Foreign Company Purchases of Land, Pay Attention to the Taiwan Heavy Tax of Integrated Housing and Land Tax
The integrated housing and land tax implemented since 1 January 2016, the profit for the individual from purchasing and selling property, the tax to be levied will base on the years that the individual held. There are four class intervals of tax, and it will be levied according to the years of the property that held by the individual, for instance, levy 15% of the income tax (holds the property for more than 10 years), levy 20% of the income tax (holds the property for 2 to 10 years), levy 35% of the income tax (holds the property for 1 to 2 years) or levy 45% of the income tax (holds the property for less than 1 year). It will be taxed separately, the tax shall be filed within 30 days after the completion of the registration of transfer of ownership.

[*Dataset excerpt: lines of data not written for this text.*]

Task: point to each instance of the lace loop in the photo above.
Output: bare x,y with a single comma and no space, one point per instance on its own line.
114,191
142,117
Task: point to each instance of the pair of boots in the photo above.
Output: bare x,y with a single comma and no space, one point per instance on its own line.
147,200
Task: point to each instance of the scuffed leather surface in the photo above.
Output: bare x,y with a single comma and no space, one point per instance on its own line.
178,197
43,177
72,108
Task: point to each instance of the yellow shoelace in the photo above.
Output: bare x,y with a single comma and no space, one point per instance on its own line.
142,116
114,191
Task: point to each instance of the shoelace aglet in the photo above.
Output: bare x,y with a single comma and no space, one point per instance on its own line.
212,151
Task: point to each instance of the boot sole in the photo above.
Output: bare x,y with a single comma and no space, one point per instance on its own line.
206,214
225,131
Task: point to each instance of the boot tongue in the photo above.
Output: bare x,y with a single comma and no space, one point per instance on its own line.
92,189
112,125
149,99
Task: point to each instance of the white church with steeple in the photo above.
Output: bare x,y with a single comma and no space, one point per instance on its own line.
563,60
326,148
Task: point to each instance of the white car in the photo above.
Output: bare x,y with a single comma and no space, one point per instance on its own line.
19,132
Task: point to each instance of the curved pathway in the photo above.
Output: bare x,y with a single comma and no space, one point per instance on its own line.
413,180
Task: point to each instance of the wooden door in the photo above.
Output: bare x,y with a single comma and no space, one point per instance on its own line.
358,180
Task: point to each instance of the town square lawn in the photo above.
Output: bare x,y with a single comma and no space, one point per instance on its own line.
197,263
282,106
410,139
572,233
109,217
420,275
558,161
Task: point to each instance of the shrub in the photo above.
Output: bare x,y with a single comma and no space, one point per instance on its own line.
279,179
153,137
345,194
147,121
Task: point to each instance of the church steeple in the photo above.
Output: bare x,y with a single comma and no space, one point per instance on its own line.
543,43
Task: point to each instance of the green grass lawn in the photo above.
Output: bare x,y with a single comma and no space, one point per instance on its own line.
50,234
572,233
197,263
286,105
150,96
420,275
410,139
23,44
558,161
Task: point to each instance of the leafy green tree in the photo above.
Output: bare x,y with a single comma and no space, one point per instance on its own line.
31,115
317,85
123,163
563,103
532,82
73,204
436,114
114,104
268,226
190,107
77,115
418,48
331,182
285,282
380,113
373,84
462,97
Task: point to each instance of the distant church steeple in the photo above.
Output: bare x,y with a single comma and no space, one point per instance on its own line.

According to the information from the tax authority, for the foreign company that registered a branch office in Taiwan, they should in accordance with the Articles No.24-5 of the Income Tax Act, if the property under the name of the company applies to the integrated housing and land tax, the income from selling the property will apply to the special tax rate, the tax rate will be 45% for the income derived from the transferred house and land held for a period of no more than 1 year and the tax rate will be 35% for the income derived from the transferred house and land held for a period of more than 1 year.
In other words, the integrated housing and land tax for the branch office of the foreign company that purchases and sell of the property is similar to the four class intervals for the individual, however, the company will only take two higher class intervals, even the property held for more than 10 years, the company will still need to levy 35% of the integrated housing and land tax.
There may have the foreign investor that bought a company shares for the purpose of purchasing or selling the property, the Taiwan tax authority reminds that, according to the regulations of the Income Tax Act, if the foreign investor that bought the half of the shares of a foreign company, and there are up to 50% of the share value of this foreign company is consisting by the property in Taiwan, this transaction will deem as the oversea shares transaction. In the view of the Taiwan tax authority, this situation belongs to the target of taxation for the integrated housing and land tax, and at the same time, will require to compute the integrated housing and land tax from the income of shares transacted.
According to the information from the tax authority, this regulation mainly stipulates against the branch office of the foreign company, it also applies to the foreign company without a business place in Taiwan and files the tax return through the logistics company or the accounting firm.
According to the information from the tax authority, if the foreign company establishes a subsidiary company in Taiwan, the subsidiary in Taiwan is an independent entity, therefore, the subsidiary company deemed as the local company in Taiwan. The income from the transactions of the property will consolidate with the Annual Corporate Income Tax and will tax with a tax rate of 20%.